Moriarty the Patriot, Vol. 1 by Ryōsuke Takeuchi, Hikaru Miyoshi (Illustrations), Arthur Conan Doyle (Idea)
Before he was Sherlock’s rival, Moriarty fought against the unfair class caste system in London by making sure corrupt nobility got their comeuppance. But even the best-intentioned plans can spin out of control—will Moriarty’s dream of a more just and equal world turn him into a hero…or a monster?
Review: I was really intrigued by this and I think this is one of the manga series I’d like to continue you.
The artwork is good, it is a familiar style, but the lines are clean, and I always like it when panels don’t get to overcrowded.
You don’t meet Sherlock in this book, there is a brief glimpse at the very start but volume one is all about Moriarty’s beginnings. I am interested to see how this story is told, as the story builds but for volume one it certainly sets everything up well and ends so you want to continue.
Tokyo Ghoul, Vol. 1 by Sui Ishida, Joe Yamazaki (Translator)
Shy Ken Kaneki is thrilled to go on a date with the beautiful Rize. But it turns out that she’s only interested in his body—eating it, that is. When a morally questionable rescue transforms him into the first half-human half-Ghoul hybrid, Ken is drawn into the dark and violent world of Ghouls, which exists alongside our own.
Review: Tokyo Ghoul is promising a lot of potential in the first instalment. I have been out of the anime/manga scene for a few years so have no idea what the “big” things are anymore. As such I’m taking gambles on series, and I think Tokyo Ghoul will pay off.
I like the artstyle a lot and the story is well paced.
In the first chapter, Ken Kaneki has a very unexpected ending to a date with a beautiful young lady, she turns out to be a Ghoul but he gets away. Both are injured and his life is saved with the doctors using the Ghoul as an organ donor. Ken wakes up half in one world and half in another. One that he has perceptions of and the first book doesn’t do much to dissuade.
This instalment sets up the beginning well, you don’t learn all that much about the mythology of the world. Do only Ghouls exist? Or are there ghosts, demons, etc… I want to read more about the world and see how the main characters adapt. Ken to his new identity, the other Ghouls to him. I think there is a lot of potential in this series.

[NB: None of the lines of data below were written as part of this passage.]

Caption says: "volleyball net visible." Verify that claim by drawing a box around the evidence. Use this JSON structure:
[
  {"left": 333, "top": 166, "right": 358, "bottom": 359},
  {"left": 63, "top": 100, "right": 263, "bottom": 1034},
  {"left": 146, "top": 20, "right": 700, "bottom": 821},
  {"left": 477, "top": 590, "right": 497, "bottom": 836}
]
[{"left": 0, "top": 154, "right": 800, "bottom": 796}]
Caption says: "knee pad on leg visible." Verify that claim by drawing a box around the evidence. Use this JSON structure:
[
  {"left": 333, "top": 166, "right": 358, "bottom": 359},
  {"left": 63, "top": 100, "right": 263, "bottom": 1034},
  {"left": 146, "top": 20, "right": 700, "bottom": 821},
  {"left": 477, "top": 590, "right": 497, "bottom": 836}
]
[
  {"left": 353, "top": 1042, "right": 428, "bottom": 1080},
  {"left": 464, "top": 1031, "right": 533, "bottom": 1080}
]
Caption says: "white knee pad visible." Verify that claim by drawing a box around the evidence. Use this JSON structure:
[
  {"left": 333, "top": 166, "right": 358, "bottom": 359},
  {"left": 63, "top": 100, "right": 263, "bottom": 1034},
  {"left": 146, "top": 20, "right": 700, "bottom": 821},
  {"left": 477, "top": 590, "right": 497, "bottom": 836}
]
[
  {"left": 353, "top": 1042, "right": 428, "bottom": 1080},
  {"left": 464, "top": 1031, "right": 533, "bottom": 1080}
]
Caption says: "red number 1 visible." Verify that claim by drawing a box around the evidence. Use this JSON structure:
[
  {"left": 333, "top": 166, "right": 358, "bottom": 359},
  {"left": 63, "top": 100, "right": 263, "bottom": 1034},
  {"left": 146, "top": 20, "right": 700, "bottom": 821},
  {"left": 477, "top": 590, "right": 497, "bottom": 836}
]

Fly Me to the Moon, Vol. 2 by Kenjiro Hata
From the day his parents named him, Nasa Yuzaki has been destined for outer space…or so he believes. But while trying to join the space program, he is thrown for a loop when an accident introduces him to Tsukasa, a mysterious girl with strange powers. Is she an alien, a moon goddess or something else? Since she insists on marrying him, Nasa has plenty of chances to find out!
Now that Nasa and Tsukasa are married, it’s time for him to meet her family. Unfortunately for him, that means getting kidnapped by Tsukasa’s overprotective sister Chitose and her combat maids. Will Nasa’s life end before he’s even kissed his new wife? Or picked out a ring? Or, most crucially of all, found out what anime she’s into?
Previously Reviewed: Fly Me to the Moon, Vol. 1
Review: Ok I’m going to give up on this. Nothing much happens in volume 2 except clichés and two pages hinting at “something”.
There is an introduction a bunch of new female characters who are designed to revolve around the MC there is just nothing progressing the story. The first volume by comparison had much more to offer.